You have just been hired as the new Chief Compliance Officer of a global company operating in over 80 countries, including numerous high-risk corruption countries. You have no staff and have been given a budget to hire 5 full-time professionals, support staff, and technology, if reasonably priced.
When you look into the existing compliance program, you realize that everything is a mess. There are no real controls in place, third parties are being hired with perfunctory diligence, and training has only focused on the company’s code of ethics and compliance. Your code is strong but nothing has been done, in reality, to implement or enforce it.
Internal audit has not focused on any aspect of the company’s code of ethics or compliance program but instead has conducted a variety of inquiries relating to corporate finances and reporting.
What should you do?
Well, resignation is not an option. Instead, you need to roll up your sleeves and get started on cleaning up this mess.
How do you do that?
The first thing you need to do (besides drinking a glass of wine or a beer) is to take a deep breath and develop a realistic timeline for action. At a minimum, turning this program around will take two to three years, unless the government has launched an investigation of the company.
So, once you have a timeline in mind, and a realistic set of expectations, where do you start?
One key time-intensive function is to identify staff and begin the hiring process. Most CCOs underestimate the time it takes to put together a new staff. It can take two years to find the right people with the appropriate skill set.
Assuming resources come in to the CCO as needed, the CCO has to conduct a realistic appraisal of risks and ongoing (or expected) activity. A formal risk assessment is not needed; instead, a CCO has to rely on a gut-check risk assessment and put together an action plan. In this circumstance, the CCO has to stop the bleeding – identify and patch together controls to mitigate the most significant risks.
One area that should be avoided is putting a significant effort into creating or promoting an ethical culture. I do not mean to suggest that an ethical culture is not important but in terms of priorities, the CCO has to develop some of the compliance infrastructure before enlisting the CEO and senior management to step up and promote an ethical culture.
As an initial matter, it is important for the CCO to develop internal relationships by demonstrating compliance solutions, fixing the program that everyone knows is not working (but probably will not say), and establishing working relationships with important internal allies, especially in legal, audit, human resources, and finance functions.
Once the significant projects are identified, the CCO has to take steps to address the deficiencies. One area where the CCO is likely to start is on training. An ineffective training program has to be fixed right away to ensure that everyone understands the law, company policies, and what is required to ensure compliance.
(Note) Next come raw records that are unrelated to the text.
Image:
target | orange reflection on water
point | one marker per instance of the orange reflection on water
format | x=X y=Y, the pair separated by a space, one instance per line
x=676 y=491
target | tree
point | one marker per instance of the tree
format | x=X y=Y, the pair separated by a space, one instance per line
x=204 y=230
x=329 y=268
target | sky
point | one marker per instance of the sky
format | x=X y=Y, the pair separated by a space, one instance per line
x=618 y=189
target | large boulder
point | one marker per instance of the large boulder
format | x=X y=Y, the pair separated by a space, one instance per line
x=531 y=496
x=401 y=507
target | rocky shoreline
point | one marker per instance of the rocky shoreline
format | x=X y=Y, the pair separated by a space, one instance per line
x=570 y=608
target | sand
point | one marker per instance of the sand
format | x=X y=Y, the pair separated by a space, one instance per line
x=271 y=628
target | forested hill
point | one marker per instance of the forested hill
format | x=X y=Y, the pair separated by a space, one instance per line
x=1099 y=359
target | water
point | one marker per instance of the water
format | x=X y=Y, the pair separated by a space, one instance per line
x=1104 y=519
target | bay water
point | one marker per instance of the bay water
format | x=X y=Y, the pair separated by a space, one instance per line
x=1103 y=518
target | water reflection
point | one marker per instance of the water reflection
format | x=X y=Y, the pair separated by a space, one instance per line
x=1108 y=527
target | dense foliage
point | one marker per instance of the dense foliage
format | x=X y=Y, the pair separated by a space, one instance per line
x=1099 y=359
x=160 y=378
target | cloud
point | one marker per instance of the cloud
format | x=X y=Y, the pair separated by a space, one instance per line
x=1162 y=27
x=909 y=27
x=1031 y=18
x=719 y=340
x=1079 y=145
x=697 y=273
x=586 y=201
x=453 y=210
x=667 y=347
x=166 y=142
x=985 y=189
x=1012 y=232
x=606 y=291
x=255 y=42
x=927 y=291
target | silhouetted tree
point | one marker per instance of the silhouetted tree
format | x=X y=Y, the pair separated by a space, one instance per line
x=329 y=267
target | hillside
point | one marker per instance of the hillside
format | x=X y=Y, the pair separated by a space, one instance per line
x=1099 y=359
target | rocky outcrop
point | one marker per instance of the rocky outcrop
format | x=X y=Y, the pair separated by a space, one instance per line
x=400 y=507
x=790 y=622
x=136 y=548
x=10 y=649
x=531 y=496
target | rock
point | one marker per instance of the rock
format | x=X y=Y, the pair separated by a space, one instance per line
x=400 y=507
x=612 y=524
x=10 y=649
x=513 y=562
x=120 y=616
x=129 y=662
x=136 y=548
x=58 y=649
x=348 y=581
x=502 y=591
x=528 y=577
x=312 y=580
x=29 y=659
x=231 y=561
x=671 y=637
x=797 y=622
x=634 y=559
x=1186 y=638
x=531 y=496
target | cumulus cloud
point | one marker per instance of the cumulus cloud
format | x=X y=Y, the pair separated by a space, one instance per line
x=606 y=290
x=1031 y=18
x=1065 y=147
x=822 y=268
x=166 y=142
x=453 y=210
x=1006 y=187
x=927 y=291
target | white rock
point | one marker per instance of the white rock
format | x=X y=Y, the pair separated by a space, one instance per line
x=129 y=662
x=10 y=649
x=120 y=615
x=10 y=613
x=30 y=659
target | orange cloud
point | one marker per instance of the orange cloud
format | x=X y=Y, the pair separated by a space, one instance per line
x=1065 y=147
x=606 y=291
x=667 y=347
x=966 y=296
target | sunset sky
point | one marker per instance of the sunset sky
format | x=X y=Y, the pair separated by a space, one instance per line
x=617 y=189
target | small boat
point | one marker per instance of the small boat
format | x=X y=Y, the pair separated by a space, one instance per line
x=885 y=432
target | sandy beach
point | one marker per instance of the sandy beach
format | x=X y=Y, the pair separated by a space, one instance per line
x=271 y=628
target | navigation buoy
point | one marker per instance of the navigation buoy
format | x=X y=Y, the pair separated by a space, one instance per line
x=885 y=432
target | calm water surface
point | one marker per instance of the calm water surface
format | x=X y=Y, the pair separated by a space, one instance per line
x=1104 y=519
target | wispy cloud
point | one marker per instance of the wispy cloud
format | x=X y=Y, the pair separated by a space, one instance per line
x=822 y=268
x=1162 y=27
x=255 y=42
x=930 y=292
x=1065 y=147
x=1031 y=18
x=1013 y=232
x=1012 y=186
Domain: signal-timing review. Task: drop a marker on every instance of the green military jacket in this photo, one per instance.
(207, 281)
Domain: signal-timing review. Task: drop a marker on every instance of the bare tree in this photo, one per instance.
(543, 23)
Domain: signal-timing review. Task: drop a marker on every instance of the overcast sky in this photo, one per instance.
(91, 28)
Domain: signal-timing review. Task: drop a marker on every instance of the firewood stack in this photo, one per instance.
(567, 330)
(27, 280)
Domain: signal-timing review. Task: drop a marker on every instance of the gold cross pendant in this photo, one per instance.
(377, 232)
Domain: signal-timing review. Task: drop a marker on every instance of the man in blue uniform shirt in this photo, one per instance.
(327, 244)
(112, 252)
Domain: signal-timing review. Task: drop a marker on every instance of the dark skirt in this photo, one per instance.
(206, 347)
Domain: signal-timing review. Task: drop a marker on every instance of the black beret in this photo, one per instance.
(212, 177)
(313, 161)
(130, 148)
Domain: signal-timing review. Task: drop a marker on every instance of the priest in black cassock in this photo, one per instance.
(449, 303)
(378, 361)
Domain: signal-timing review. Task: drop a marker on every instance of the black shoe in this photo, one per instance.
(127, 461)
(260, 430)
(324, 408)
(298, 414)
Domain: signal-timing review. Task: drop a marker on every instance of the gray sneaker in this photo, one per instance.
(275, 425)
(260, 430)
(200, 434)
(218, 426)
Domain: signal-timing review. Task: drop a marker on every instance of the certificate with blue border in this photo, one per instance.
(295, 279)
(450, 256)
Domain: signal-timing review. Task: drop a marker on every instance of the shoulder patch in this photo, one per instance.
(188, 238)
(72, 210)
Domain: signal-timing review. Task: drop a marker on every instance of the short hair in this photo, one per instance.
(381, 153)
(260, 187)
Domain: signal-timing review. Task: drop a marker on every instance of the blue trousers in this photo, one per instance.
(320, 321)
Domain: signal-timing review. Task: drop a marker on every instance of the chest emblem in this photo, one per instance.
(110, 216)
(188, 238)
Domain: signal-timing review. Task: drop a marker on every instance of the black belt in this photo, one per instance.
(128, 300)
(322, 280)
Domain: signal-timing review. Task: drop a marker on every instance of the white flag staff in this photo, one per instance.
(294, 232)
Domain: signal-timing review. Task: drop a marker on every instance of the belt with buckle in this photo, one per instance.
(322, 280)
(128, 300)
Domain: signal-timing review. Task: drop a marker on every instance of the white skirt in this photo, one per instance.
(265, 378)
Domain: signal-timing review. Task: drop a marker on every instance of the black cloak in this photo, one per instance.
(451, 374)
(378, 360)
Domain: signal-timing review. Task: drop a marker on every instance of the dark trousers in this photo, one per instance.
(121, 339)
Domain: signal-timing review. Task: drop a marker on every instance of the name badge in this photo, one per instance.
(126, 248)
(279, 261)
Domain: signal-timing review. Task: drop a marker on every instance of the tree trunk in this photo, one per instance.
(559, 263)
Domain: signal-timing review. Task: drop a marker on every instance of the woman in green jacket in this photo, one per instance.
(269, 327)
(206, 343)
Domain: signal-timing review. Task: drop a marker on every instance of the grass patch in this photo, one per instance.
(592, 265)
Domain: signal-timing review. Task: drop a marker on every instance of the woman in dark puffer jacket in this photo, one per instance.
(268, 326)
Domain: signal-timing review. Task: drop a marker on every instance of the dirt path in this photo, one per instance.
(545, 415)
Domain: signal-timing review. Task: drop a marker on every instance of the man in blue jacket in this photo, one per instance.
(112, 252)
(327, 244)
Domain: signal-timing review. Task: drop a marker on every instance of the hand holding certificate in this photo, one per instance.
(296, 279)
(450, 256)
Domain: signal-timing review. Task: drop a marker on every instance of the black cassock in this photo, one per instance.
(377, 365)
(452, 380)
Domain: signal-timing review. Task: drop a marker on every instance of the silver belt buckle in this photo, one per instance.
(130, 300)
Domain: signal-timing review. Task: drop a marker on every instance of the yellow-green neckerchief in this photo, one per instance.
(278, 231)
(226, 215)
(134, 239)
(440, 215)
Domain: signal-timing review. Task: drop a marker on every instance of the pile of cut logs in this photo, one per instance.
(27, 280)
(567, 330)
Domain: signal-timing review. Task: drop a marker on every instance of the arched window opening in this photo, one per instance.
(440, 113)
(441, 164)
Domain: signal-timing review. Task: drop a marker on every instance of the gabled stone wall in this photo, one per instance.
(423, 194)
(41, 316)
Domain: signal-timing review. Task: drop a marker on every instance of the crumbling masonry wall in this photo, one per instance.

A code of conduct training initiative is a strong start but much more is needed, particularly in complex areas like anti-corruption, export control/sanctions, and antitrust. There is nothing more dangerous to a company than to have lawyers, business managers, and employees operating in a risky world with no clear understanding of what the law and compliance requires.
Aside from training, a CCO has to focus on another key risk. In many cases, a company with a compliance mess may not have a real due diligence program for third parties or vendors/suppliers, or an established export control/sanctions screening compliance process.
Depending on the nature of the risk, the CCO should target a compliance fix in the high-risk area. If the CCO explains what he or she is doing and why to the business side, the managers will easily understand why the CCO is putting in controls and how the compliance effort will protect the company’s business operations. It is a quick and easy way to demonstrate the CCO’s competency and practical approach to solving compliance problems.
For the CCO who walks into a compliance mess, my key advice is to be realistic, demonstrate your competency, and build internal relationships that will lead to (relatively) easy successes.